Cardinal Health Specialty Solutions, Dublin, Ohio.
JAMA Netw Open. 2021 Feb 1;4(2):e2036741. doi: 10.1001/jamanetworkopen.2020.36741.
In clinical trials supporting the regulatory approval of oncology drugs, solid tumor response is assessed using Response Evaluation Criteria in Solid Tumors (RECIST). Calculation of RECIST-based responses requires sequential, timed imaging data, which presents challenges to the method's application in real-world evidence research.
To evaluate the feasibility and validity of a novel real-world RECIST method in assessing tumor burden associated with therapy for a large heterogeneous patient population undergoing treatment in routine clinical practice.
DESIGN, SETTING, AND PARTICIPANTS: This cohort study used physician-abstracted data pooled from retrospective, multisite electronic health record (EHR) review studies of patients treated with anticancer drugs at US oncology practices from 2014 through 2017. Included patients were receiving first-line treatment for thyroid cancer, breast cancer, or metastatic melanoma. Data were analyzed from March through August 2020.
Undergoing treatment with immunotherapy or targeted therapy.
Tumor response was classified according to RECIST guidelines (ie, change in sum diameter of target lesions) post hoc with measurements derived from imaging scans and reports.
Among 1308 completed electronic case report forms, 956 forms (73.1%) had adequate data to classify real-world RECIST response. The greatest difference between physician-recorded responses and real-world RECIST-based responses was found in the proportion of complete responses: 118 responses (12.3%) vs 46 responses (4.8%) (P < .001).

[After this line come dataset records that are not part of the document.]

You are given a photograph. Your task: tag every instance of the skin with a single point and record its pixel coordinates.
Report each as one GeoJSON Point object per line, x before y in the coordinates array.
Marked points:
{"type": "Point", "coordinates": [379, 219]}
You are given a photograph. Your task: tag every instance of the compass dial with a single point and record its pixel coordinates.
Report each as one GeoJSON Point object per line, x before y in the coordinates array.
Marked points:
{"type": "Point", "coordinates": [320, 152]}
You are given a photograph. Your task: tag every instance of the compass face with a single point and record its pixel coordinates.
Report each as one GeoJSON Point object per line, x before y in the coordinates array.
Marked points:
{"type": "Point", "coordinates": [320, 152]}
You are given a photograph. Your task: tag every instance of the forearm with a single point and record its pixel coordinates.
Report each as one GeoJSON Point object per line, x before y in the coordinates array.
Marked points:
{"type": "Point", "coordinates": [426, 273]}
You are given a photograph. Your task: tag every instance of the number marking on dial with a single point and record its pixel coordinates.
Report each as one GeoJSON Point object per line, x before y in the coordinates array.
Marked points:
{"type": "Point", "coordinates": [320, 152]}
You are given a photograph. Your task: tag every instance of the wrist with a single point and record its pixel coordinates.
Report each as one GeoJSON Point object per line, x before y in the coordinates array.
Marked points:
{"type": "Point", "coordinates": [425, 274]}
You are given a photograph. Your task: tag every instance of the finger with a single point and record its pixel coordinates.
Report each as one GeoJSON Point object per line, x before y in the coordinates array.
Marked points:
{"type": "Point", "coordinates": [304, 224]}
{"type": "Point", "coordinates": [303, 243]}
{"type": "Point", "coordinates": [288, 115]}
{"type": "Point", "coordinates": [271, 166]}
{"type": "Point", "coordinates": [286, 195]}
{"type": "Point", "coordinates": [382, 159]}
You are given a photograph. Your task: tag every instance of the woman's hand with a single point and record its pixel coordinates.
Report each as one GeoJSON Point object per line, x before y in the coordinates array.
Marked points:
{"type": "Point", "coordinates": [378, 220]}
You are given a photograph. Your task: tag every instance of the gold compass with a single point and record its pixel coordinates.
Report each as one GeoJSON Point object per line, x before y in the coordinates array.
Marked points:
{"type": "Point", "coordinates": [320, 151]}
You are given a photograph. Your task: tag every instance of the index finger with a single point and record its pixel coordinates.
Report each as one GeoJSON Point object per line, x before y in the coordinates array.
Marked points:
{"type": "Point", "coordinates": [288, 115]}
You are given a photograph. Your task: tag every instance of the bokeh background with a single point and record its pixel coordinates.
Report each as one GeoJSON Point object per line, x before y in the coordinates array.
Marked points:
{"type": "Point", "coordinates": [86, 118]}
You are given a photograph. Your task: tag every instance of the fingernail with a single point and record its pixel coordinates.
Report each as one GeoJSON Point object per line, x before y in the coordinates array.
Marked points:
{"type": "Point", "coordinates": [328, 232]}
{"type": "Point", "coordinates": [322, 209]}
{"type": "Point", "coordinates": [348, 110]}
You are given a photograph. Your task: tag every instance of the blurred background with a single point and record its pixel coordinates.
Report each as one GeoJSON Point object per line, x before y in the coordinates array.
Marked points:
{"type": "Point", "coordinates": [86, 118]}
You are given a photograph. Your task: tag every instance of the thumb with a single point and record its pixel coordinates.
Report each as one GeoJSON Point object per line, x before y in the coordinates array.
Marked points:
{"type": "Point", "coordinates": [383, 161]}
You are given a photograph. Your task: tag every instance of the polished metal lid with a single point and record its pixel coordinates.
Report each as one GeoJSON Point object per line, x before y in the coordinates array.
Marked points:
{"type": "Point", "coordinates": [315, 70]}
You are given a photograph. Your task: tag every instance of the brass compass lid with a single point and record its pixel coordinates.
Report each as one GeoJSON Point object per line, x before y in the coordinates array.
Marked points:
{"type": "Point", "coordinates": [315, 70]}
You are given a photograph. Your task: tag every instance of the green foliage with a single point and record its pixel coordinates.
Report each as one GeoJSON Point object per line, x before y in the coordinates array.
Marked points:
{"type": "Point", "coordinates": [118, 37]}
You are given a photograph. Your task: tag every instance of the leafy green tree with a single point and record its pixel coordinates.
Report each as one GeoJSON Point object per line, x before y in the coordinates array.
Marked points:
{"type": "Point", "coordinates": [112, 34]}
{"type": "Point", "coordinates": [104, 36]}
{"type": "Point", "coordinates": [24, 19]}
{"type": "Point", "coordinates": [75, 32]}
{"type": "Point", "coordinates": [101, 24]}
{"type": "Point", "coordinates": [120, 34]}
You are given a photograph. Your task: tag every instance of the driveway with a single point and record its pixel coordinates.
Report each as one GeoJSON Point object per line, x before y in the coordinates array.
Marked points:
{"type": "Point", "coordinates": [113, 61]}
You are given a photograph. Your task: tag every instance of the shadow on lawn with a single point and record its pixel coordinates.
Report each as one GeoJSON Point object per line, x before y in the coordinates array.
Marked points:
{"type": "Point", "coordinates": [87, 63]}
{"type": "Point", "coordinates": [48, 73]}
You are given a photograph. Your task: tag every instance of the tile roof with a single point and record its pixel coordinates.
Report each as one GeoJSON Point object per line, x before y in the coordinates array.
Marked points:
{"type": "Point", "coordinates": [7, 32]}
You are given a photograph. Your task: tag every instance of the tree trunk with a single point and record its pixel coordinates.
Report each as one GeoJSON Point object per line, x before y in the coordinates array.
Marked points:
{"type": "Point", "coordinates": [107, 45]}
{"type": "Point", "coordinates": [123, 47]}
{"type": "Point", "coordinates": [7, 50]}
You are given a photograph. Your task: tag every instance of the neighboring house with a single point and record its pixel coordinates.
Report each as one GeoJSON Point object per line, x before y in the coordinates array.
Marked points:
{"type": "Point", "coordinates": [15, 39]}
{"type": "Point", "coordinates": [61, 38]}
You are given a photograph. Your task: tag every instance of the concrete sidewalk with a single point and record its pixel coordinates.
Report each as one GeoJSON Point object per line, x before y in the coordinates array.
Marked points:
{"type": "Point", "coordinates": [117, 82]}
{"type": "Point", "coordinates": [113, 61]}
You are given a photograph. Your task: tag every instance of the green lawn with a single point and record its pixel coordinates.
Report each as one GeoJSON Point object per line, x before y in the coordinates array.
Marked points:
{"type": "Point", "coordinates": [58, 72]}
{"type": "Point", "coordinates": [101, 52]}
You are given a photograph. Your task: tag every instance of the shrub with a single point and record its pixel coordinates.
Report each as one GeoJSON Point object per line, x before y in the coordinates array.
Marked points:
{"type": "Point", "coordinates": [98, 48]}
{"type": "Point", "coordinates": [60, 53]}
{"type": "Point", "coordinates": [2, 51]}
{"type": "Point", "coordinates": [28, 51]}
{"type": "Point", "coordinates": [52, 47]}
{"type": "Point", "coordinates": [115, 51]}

Among 609 patients in the metastatic melanoma population, complete responses were reported in 112 physician-recorded responses (18.4%) vs 44 real-world RECIST-based responses (7.2%) (P < .001), compared with 11 of 247 responses (4.5%) to 31 of 192 responses (16.1%) across pivotal trials of the same melanoma therapies.

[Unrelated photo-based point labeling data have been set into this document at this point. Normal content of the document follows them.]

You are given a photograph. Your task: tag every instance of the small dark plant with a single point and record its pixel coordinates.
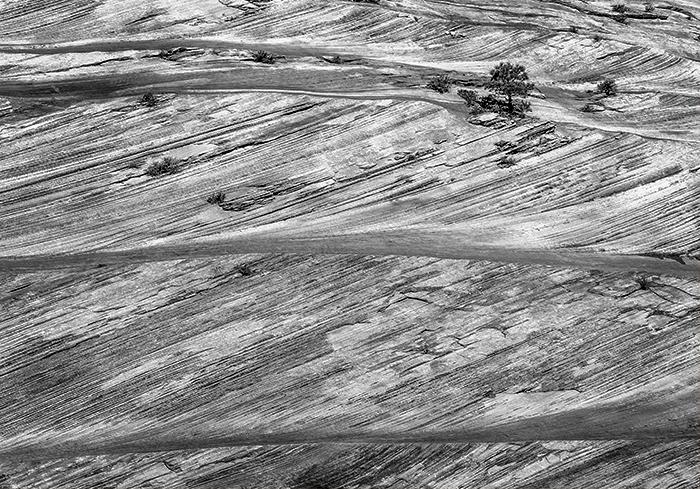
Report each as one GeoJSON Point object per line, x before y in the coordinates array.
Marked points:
{"type": "Point", "coordinates": [521, 107]}
{"type": "Point", "coordinates": [503, 145]}
{"type": "Point", "coordinates": [440, 84]}
{"type": "Point", "coordinates": [244, 270]}
{"type": "Point", "coordinates": [490, 103]}
{"type": "Point", "coordinates": [164, 166]}
{"type": "Point", "coordinates": [469, 96]}
{"type": "Point", "coordinates": [216, 198]}
{"type": "Point", "coordinates": [263, 57]}
{"type": "Point", "coordinates": [506, 162]}
{"type": "Point", "coordinates": [148, 100]}
{"type": "Point", "coordinates": [607, 87]}
{"type": "Point", "coordinates": [510, 80]}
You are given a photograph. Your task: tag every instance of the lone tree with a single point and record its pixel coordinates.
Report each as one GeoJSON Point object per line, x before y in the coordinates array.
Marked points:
{"type": "Point", "coordinates": [607, 87]}
{"type": "Point", "coordinates": [510, 80]}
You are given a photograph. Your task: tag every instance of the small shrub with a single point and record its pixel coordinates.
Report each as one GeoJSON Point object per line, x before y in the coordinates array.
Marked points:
{"type": "Point", "coordinates": [490, 103]}
{"type": "Point", "coordinates": [263, 57]}
{"type": "Point", "coordinates": [164, 166]}
{"type": "Point", "coordinates": [148, 100]}
{"type": "Point", "coordinates": [216, 198]}
{"type": "Point", "coordinates": [506, 162]}
{"type": "Point", "coordinates": [503, 145]}
{"type": "Point", "coordinates": [607, 87]}
{"type": "Point", "coordinates": [521, 107]}
{"type": "Point", "coordinates": [469, 96]}
{"type": "Point", "coordinates": [244, 270]}
{"type": "Point", "coordinates": [440, 84]}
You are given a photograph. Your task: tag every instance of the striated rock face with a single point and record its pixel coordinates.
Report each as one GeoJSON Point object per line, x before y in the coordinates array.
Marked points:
{"type": "Point", "coordinates": [312, 271]}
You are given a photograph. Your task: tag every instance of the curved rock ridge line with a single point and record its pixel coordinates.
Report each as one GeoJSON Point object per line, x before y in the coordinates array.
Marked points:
{"type": "Point", "coordinates": [404, 243]}
{"type": "Point", "coordinates": [670, 417]}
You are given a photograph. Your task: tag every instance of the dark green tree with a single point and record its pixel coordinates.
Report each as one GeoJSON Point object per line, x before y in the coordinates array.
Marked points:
{"type": "Point", "coordinates": [510, 80]}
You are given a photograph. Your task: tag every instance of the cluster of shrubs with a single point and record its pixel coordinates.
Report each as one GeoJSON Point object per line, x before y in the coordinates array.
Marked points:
{"type": "Point", "coordinates": [164, 166]}
{"type": "Point", "coordinates": [490, 103]}
{"type": "Point", "coordinates": [607, 87]}
{"type": "Point", "coordinates": [440, 84]}
{"type": "Point", "coordinates": [263, 57]}
{"type": "Point", "coordinates": [148, 100]}
{"type": "Point", "coordinates": [216, 198]}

These findings suggest that comparing tumor lesion sizes and categorizing treatment response according to RECIST guidelines may be feasible using real-world data. This study found that physician-recorded assessments were associated with overestimation of treatment response, with the largest overestimation among complete responses. Real-world RECIST-based assessments were associated with better approximations of tumor response reported in clinical trials compared with those reported in EHRs.
在支持肿瘤药物监管批准的临床试验中,使用实体瘤反应评估标准(RECIST)评估实体肿瘤的反应。计算基于 RECIST 的反应需要连续的、定时的成像数据,这给该方法在真实世界证据研究中的应用带来了挑战。
评估一种新的真实世界 RECIST 方法在评估接受常规临床实践中治疗的大型异质患者群体的治疗相关肿瘤负担方面的可行性和有效性。
设计、地点和参与者:这项队列研究使用了从 2014 年至 2017 年在美国肿瘤学实践中接受抗癌药物治疗的患者的回顾性、多地点电子健康记录(EHR)回顾研究中医生摘录的数据进行汇总。纳入的患者正在接受甲状腺癌、乳腺癌或转移性黑色素瘤的一线治疗。数据于 2020 年 3 月至 8 月进行分析。
接受免疫治疗或靶向治疗。
根据 RECIST 指南(即靶病变总和直径的变化)对肿瘤反应进行分类,方法是从成像扫描和报告中得出测量值。
在 1308 份完成的电子病例报告表中,有 956 份(73.1%)有足够的数据来分类真实世界的 RECIST 反应。医生记录的反应与真实世界基于 RECIST 的反应之间最大的差异在于完全缓解的比例:118 个反应(12.3%)与 46 个反应(4.8%)(P<.001)。在转移性黑色素瘤患者人群中,112 名医生记录的反应中有完全缓解(18.4%),而 44 名真实世界基于 RECIST 的反应中(7.2%)(P<.001),而在同一黑色素瘤治疗的关键试验中,11 例(4.5%)与 31 例(16.1%)。
这些发现表明,使用真实世界数据根据 RECIST 指南比较肿瘤病变大小和分类治疗反应可能是可行的。本研究发现,医生记录的评估与治疗反应的高估有关,完全缓解的高估最大。与 EHR 中报告的反应相比,真实世界基于 RECIST 的评估与临床试验中报告的更接近肿瘤反应。